Choice of loci and sequence polymorphisms
The focus of this study was to develop an MLST analysis method for K. marxianus that could be used to distinguish strains. The utility of MLST relies on the selectively neutral variability of the housekeeping genes selected [24]; therefore, the choice of genes is critical.

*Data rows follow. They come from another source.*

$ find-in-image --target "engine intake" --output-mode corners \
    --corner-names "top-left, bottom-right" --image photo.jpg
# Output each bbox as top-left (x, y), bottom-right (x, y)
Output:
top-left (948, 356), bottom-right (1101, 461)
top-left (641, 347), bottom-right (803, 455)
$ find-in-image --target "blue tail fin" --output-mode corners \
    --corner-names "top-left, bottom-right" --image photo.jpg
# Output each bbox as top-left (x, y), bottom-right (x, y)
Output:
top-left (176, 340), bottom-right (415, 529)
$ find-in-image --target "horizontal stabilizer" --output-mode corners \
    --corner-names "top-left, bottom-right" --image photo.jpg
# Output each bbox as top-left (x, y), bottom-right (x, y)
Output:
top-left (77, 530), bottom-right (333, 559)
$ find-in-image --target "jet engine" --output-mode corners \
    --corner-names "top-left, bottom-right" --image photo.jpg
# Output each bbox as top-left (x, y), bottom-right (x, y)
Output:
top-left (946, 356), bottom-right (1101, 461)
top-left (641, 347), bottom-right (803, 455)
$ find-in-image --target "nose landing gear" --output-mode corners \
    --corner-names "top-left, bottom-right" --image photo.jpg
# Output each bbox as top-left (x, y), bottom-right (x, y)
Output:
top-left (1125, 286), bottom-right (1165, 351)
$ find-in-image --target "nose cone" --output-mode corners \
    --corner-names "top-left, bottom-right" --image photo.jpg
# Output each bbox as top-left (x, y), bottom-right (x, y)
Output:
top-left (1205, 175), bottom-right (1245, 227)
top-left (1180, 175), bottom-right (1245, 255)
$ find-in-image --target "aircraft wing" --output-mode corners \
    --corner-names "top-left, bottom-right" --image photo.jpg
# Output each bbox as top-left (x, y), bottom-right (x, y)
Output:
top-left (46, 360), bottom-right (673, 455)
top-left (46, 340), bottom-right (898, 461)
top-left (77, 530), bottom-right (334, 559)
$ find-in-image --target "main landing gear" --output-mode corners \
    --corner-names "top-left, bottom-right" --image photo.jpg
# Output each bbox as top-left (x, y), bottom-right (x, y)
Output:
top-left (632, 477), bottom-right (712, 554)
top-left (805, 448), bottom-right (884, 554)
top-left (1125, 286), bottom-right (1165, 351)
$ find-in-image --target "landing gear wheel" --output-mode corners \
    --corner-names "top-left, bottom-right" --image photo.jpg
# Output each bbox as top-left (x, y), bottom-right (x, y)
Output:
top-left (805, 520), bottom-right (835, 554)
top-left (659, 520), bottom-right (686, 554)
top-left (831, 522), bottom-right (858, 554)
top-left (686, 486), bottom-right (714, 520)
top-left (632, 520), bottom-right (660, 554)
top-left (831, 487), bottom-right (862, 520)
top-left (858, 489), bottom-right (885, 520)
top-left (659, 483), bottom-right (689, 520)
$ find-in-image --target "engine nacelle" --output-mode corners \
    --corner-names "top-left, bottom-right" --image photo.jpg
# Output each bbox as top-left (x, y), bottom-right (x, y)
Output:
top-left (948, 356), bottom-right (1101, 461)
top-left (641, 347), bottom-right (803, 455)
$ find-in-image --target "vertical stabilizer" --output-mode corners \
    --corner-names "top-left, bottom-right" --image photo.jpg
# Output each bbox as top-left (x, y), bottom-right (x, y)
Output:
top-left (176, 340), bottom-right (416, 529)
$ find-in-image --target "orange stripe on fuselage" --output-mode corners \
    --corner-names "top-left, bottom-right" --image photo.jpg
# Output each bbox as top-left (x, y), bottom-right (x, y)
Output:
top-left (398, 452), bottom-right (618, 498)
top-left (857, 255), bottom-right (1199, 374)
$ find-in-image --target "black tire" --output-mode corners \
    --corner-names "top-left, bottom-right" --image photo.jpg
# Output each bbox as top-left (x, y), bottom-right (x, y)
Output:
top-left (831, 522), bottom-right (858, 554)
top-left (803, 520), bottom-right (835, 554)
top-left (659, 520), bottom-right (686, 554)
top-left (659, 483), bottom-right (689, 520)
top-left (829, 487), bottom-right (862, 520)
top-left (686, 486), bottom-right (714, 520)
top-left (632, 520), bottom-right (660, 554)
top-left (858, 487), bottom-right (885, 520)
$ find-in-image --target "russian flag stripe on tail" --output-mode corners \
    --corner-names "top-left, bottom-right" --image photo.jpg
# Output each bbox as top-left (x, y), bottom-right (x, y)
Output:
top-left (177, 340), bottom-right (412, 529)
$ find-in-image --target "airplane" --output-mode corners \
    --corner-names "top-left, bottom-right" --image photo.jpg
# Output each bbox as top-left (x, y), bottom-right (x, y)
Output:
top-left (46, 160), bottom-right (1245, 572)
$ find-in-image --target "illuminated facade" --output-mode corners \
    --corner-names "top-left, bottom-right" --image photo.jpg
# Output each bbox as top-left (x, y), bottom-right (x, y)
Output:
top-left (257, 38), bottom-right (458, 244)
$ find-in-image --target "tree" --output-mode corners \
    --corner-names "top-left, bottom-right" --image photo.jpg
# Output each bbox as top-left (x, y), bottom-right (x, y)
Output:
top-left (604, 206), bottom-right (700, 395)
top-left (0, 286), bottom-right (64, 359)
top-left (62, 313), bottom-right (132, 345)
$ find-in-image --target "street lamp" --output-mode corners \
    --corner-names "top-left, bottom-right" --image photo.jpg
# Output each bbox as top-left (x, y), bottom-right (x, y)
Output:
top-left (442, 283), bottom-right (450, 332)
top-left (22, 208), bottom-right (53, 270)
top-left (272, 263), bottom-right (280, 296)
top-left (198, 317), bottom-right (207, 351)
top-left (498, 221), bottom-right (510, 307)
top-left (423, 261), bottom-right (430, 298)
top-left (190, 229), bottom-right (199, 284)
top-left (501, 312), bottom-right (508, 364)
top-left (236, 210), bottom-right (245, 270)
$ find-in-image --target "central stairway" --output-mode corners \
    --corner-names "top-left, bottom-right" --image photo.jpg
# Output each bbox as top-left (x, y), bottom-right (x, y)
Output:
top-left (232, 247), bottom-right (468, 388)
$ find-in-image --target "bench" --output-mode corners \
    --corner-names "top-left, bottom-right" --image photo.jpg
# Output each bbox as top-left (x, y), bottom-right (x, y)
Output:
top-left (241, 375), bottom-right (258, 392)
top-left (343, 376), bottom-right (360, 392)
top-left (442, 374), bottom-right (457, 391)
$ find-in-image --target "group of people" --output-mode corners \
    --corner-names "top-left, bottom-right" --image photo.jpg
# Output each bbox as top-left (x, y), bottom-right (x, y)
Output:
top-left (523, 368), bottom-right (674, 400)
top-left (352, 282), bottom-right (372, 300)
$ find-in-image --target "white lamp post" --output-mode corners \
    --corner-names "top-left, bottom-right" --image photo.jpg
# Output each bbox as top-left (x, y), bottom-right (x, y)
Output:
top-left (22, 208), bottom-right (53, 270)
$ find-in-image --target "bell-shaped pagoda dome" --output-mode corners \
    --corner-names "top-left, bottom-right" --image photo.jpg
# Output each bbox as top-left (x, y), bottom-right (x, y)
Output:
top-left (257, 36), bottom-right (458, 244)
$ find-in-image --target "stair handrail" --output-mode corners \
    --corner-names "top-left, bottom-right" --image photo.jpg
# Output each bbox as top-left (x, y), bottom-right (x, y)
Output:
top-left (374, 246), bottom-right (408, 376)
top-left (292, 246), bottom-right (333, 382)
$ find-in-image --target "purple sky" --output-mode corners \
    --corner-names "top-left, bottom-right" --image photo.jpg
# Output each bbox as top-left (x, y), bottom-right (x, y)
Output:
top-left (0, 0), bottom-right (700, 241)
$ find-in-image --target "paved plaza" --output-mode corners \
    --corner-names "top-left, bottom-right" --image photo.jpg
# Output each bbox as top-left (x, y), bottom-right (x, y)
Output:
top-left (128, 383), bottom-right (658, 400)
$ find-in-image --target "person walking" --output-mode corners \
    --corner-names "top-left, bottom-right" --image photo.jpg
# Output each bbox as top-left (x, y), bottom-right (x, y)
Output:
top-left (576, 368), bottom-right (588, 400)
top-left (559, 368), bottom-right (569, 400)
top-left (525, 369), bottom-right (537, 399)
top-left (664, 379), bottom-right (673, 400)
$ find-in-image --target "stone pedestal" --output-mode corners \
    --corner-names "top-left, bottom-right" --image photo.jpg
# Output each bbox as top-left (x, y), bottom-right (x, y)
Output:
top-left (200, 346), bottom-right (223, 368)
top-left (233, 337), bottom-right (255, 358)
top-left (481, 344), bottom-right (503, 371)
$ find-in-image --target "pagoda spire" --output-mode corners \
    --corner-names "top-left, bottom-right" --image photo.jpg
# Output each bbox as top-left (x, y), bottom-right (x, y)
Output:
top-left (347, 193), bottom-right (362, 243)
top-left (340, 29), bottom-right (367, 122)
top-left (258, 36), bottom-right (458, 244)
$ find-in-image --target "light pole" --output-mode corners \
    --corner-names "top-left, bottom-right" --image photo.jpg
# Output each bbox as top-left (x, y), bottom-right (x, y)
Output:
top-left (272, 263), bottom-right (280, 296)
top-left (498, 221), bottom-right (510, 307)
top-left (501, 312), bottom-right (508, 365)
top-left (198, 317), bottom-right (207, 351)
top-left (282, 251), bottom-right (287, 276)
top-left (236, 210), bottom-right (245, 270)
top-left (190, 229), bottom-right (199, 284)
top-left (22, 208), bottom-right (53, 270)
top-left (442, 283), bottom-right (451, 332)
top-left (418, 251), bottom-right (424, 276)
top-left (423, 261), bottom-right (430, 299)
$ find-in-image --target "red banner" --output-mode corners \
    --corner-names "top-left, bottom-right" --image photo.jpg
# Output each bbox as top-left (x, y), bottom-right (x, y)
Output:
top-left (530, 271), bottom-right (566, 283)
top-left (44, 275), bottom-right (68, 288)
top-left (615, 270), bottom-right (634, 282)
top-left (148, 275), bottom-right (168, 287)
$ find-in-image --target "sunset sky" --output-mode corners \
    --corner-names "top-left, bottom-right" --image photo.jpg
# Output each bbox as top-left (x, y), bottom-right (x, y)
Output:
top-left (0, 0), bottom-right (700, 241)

To identify loci that would be suitable for MLST, five genes that had been previously described as housekeeping genes and used as controls in molecular studies in S. cerevisiae were considered [44]. The sequences of these genes were retrieved from the seven K. marxianus genome sequences available at that time. The dN/dS (non-synonymous to synonymous amino acid changes) in each of the five genes, IPP1 (0), TFC1 (0.03±0.013), GPH1 (0.006±0.003), GSY2 (0.04±0.017) and SGA1 (0.04±0.036) was less than 1, indicating that they were not under positive selection; therefore, they were valid choices for MLST. These genes were individually compared and it was confirmed that they satisfied the criterion of displaying sufficient polymorphisms within regions that could be comfortably amplified in a single PCR reaction. Seventy-nine SNPs were found within the selected sequences of the five genes and primers to conserved regions were then designed to PCR amplify these loci from 76 additional K. marxianus strains. The identical loci were successfully amplified from all strains and analysed for polymorphisms. In total, there were 196 polymorphic sites (4.6 %) where nucleotide substitutions were seen. No insertions or deletions were seen and 133/196 of the changes were synonymous, not changing the predicted encoded amino acid. The remaining 63 SNPs resulted in a changed predicted amino acid at that position, of which 39 were substantive, such as basic to acid side chains and aliphatic to aromatic side chains (Table S1, available in the online version of this article). The most common change was from a non-polar aliphatic side chain to a polar aliphatic side chain. The number of polymorphic sites ranged from 25 in IPP1 to 49 in GSY2 (Table 2). Phylogenetically informative sites (at least two bases present in two or more of the alleles) ranged from 67 % in TFC1 and GPH1 to 41 % in GSY2, and are also shown in Table S2, which also details polymorphic nucleotide sites, the different genotypes identified at each of the five genes and their frequency of detection among the 83 K. marxianus strains.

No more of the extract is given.